Kevin Schwinski receives the award "for groundbreaking work on the galaxy–black-hole connection and innovative use of citizen science in astrophysics".
Schawinski has been an Assistant Professor in the ETH Physics Department since 2012. Before joining the ETH faculty, he undertook research at Oxford University (2004–2008) and Yale University (2008–2012).
He has made major advances in the observational understanding of the feedback exerted on a galaxy by outflows from an active, super-massive back hole at its centre. He also used stellar evolution to build phenomenological models of galaxy evolution. Using stars as 'cosmic clocks', he constrained the phases in the evolution of galaxies during which their central black holes become active as quasars. He showed that while many disk galaxies — like our Milky Way — cease their star-formation activity very slowly over billions of years, some galaxies whose morphology was transformed by a major galaxy merger to an elliptical shape shut down their star formation very quickly. The most plausible cause for this sudden end of star formation is that a very brief active phase by the black hole destroys the gas reservoir used as fuel for star formation.

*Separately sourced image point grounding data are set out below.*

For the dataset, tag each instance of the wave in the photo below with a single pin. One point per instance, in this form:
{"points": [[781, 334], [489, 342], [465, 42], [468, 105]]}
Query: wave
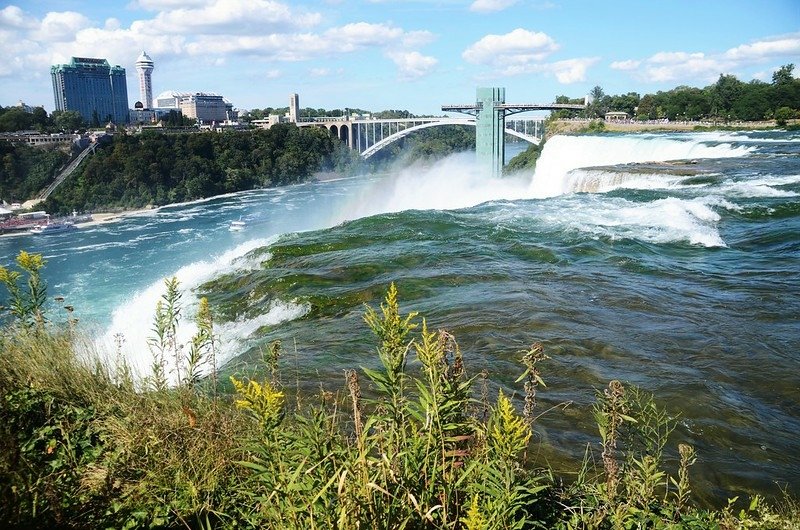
{"points": [[132, 321], [563, 154]]}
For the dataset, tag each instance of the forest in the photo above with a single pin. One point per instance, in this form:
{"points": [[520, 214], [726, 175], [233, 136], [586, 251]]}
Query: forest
{"points": [[729, 99], [155, 168]]}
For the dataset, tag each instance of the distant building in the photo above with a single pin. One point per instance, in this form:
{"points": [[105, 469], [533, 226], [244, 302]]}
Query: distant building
{"points": [[616, 116], [92, 87], [144, 66], [294, 108], [206, 108]]}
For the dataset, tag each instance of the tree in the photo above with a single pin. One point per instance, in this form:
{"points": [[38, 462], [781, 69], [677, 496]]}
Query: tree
{"points": [[782, 115], [15, 119], [67, 120], [783, 74], [726, 90]]}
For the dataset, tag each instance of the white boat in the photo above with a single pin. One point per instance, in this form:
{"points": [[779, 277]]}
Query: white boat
{"points": [[52, 228], [237, 226]]}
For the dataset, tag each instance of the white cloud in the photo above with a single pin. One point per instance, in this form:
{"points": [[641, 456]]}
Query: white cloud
{"points": [[237, 17], [572, 70], [362, 34], [682, 66], [412, 65], [519, 47], [14, 17], [626, 65], [164, 5], [788, 45], [487, 6], [417, 39], [566, 72], [61, 27]]}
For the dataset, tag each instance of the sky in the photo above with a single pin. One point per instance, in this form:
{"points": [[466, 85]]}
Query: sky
{"points": [[414, 55]]}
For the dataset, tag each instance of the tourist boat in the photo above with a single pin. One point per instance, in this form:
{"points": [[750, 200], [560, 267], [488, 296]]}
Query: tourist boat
{"points": [[52, 228], [237, 226]]}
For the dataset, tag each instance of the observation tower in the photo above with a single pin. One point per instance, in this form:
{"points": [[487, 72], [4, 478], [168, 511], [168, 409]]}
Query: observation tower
{"points": [[144, 65]]}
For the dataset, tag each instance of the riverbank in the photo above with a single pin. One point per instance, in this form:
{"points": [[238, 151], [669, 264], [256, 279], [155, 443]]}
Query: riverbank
{"points": [[99, 218]]}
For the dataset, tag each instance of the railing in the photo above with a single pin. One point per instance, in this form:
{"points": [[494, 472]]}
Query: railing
{"points": [[67, 171]]}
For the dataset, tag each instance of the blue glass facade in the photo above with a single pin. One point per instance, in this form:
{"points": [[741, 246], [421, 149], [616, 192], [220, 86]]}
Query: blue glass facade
{"points": [[93, 88]]}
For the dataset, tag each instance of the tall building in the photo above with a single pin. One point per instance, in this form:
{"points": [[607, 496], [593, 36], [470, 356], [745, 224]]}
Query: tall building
{"points": [[92, 87], [294, 108], [145, 65]]}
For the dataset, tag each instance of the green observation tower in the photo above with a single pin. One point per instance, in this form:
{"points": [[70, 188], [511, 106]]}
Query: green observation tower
{"points": [[490, 111]]}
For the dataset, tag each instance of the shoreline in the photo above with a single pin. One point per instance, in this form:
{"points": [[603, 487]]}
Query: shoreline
{"points": [[99, 218], [578, 126]]}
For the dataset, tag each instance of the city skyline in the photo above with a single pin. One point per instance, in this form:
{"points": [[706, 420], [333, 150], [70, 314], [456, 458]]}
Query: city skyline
{"points": [[386, 54]]}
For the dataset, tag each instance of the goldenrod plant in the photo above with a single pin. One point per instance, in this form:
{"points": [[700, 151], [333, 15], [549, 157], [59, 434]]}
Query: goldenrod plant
{"points": [[83, 445]]}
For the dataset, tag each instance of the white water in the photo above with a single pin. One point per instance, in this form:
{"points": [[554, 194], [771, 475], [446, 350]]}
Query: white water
{"points": [[563, 154], [451, 184]]}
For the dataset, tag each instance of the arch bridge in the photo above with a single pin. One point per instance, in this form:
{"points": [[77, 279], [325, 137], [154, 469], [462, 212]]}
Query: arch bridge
{"points": [[489, 117], [368, 136]]}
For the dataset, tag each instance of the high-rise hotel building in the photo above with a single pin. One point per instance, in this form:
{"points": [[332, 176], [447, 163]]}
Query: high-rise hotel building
{"points": [[93, 88]]}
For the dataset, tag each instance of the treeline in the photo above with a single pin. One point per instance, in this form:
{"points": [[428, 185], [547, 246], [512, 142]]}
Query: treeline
{"points": [[155, 168], [13, 119], [729, 99], [25, 170]]}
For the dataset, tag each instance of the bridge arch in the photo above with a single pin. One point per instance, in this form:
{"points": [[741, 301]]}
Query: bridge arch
{"points": [[371, 150]]}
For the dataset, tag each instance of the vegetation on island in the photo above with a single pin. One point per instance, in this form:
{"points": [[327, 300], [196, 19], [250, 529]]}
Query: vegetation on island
{"points": [[416, 443], [729, 99], [155, 169], [25, 170]]}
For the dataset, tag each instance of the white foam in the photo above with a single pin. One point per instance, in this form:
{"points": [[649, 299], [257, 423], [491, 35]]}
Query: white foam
{"points": [[133, 320], [235, 335], [669, 220], [563, 154]]}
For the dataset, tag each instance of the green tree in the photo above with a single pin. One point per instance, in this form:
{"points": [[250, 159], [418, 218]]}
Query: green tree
{"points": [[783, 75], [782, 115], [68, 120]]}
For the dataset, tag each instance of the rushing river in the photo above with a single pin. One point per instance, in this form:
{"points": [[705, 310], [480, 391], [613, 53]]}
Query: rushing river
{"points": [[670, 261]]}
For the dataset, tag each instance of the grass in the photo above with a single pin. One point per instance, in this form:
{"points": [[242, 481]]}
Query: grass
{"points": [[83, 445]]}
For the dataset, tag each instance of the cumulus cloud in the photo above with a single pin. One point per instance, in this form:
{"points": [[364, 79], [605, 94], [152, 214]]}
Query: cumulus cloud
{"points": [[251, 17], [412, 65], [788, 45], [487, 6], [14, 17], [519, 47], [566, 72], [682, 66], [626, 65], [61, 27], [207, 30], [523, 52]]}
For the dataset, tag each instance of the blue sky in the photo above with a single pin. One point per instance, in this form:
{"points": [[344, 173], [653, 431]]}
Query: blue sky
{"points": [[398, 54]]}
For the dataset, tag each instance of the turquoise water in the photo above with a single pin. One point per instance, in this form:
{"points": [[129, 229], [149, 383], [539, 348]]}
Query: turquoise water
{"points": [[668, 261]]}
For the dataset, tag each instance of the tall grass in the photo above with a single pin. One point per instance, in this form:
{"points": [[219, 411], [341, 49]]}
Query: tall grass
{"points": [[83, 445]]}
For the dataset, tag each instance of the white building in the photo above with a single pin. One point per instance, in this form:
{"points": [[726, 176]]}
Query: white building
{"points": [[202, 106]]}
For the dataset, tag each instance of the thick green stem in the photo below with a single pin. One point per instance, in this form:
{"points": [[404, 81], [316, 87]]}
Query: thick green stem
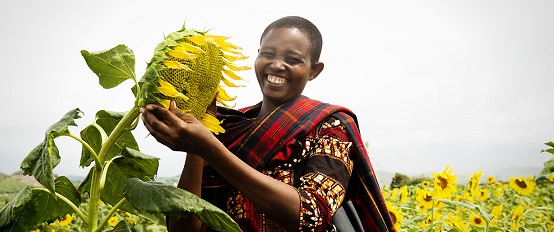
{"points": [[67, 201], [122, 126], [94, 198]]}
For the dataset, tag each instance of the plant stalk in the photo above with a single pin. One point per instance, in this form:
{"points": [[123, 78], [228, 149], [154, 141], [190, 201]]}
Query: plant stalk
{"points": [[95, 190]]}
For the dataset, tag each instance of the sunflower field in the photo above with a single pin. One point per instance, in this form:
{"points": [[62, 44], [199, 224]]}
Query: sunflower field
{"points": [[440, 203]]}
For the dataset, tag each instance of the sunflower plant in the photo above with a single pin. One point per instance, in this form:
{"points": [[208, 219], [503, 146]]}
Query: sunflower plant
{"points": [[190, 67]]}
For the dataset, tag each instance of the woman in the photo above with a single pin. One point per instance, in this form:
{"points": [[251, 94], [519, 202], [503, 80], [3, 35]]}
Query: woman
{"points": [[286, 163]]}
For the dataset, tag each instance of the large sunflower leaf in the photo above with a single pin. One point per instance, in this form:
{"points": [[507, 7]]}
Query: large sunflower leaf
{"points": [[108, 120], [155, 197], [121, 227], [45, 157], [112, 66], [31, 207], [130, 164]]}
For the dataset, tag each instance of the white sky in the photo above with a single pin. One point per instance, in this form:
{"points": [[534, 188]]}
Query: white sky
{"points": [[464, 83]]}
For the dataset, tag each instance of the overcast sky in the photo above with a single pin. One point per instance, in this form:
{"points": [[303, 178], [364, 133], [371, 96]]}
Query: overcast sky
{"points": [[468, 84]]}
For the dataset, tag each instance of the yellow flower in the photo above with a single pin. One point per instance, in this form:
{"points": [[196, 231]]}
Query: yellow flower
{"points": [[517, 214], [424, 199], [66, 220], [395, 214], [445, 183], [403, 194], [394, 193], [482, 194], [476, 220], [522, 186], [490, 179], [496, 212], [426, 183], [191, 68], [113, 221], [436, 216]]}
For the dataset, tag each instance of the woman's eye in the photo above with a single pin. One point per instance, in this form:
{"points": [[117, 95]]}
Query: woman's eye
{"points": [[267, 54]]}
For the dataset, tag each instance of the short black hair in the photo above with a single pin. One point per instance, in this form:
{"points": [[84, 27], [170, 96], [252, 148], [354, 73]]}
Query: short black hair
{"points": [[303, 25]]}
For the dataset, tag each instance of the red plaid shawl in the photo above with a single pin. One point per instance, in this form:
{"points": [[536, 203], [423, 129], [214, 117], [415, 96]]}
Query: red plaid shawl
{"points": [[256, 140]]}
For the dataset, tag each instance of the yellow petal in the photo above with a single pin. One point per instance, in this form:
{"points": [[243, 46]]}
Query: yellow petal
{"points": [[190, 48], [228, 83], [176, 65], [168, 90], [212, 124], [232, 58], [165, 103], [231, 74], [236, 68], [181, 53]]}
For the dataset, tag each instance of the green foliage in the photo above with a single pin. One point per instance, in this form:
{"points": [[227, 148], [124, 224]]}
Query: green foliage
{"points": [[488, 207], [32, 206], [154, 197], [399, 180], [117, 175]]}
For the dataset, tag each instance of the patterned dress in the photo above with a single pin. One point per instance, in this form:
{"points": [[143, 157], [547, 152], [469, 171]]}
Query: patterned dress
{"points": [[312, 153]]}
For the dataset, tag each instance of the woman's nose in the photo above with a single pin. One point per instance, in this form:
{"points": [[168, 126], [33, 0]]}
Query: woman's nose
{"points": [[277, 64]]}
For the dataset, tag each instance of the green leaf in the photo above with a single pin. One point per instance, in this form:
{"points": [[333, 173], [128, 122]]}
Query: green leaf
{"points": [[31, 206], [156, 197], [121, 227], [112, 66], [130, 164], [108, 120], [45, 157]]}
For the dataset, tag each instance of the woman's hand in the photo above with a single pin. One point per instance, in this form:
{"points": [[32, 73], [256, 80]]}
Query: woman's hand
{"points": [[177, 130]]}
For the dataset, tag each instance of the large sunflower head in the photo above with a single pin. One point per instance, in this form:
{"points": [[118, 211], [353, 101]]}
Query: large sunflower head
{"points": [[445, 183], [522, 186], [190, 67]]}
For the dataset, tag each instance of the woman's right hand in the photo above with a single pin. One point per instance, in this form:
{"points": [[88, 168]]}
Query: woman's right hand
{"points": [[177, 130]]}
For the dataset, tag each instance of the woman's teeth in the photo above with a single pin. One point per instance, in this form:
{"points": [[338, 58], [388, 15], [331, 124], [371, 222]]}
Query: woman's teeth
{"points": [[276, 80]]}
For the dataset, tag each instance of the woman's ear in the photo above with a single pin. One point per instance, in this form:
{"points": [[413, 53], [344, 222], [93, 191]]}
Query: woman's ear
{"points": [[316, 70]]}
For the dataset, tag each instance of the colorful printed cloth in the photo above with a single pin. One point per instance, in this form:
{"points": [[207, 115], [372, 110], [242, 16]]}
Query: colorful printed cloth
{"points": [[312, 146]]}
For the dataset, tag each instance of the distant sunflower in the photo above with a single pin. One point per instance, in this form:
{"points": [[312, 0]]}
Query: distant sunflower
{"points": [[426, 183], [396, 215], [477, 220], [445, 183], [424, 199], [517, 214], [496, 212], [113, 221], [403, 194], [431, 218], [498, 192], [523, 186], [482, 194], [490, 179]]}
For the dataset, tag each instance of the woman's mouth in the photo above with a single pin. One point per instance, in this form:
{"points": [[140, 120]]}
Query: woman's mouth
{"points": [[276, 80]]}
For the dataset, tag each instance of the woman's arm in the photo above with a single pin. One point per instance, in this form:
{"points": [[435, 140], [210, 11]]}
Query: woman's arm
{"points": [[191, 180], [279, 201]]}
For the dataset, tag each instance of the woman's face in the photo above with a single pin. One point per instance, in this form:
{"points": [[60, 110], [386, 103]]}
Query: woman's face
{"points": [[283, 66]]}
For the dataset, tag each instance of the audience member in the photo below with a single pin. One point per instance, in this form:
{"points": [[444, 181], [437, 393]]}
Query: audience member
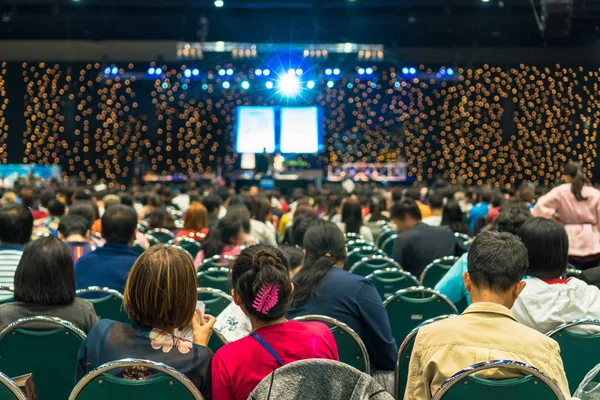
{"points": [[45, 285], [262, 288], [160, 298], [322, 287], [16, 226], [108, 266], [419, 244], [486, 330], [548, 300]]}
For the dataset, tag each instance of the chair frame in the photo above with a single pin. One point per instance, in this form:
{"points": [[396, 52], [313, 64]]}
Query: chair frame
{"points": [[473, 369], [438, 261], [339, 324], [404, 345], [132, 362]]}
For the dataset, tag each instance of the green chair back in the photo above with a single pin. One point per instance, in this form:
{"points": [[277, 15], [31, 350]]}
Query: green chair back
{"points": [[369, 265], [580, 352], [351, 349], [434, 272], [408, 308], [389, 280], [107, 307], [216, 278], [533, 386], [404, 354], [50, 355], [102, 384]]}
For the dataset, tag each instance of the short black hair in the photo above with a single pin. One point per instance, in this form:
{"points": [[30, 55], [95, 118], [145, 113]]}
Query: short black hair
{"points": [[45, 274], [547, 245], [119, 223], [16, 224], [405, 207], [72, 224], [497, 260]]}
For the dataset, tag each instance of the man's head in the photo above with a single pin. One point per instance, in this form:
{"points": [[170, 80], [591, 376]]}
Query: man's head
{"points": [[16, 224], [405, 214], [497, 262], [119, 224]]}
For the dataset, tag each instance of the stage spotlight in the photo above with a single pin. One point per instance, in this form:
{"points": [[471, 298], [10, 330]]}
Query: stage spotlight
{"points": [[289, 84]]}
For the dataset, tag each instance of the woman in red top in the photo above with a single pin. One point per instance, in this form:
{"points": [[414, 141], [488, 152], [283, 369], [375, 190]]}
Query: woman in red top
{"points": [[262, 288]]}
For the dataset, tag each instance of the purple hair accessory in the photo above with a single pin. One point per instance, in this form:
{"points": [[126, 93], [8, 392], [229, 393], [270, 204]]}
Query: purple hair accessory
{"points": [[266, 298]]}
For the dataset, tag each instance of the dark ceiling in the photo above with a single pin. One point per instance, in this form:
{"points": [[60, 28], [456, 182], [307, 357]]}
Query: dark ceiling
{"points": [[406, 23]]}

Schawinski is also strongly engaged in citizen science, recruiting large numbers of people from the general public to engage with science. As a co-founder of the Galaxy Zoo project he involved several hundred thousand citizen scientists to classify nearly a million galaxies from the Sloan Digital Sky Survey. The discovery of the famous “Hanny’s Voorwerp” by a Dutch school teacher taking part in Galaxy Zoo became a prototypical system for quasar ionisation echoes tracing the past energetic output of central black holes. Schawinski showed that such echoes limit the duration of a typical quasar phase to only a few hundred thousand years.
His current research deals with the question of how astrophysicists can use artificial intelligence for analyzing the vast amounts of data collected by telescopes. In the framework of the space.ml project, citizen scientists will become trainers of the machines to join forces to do research.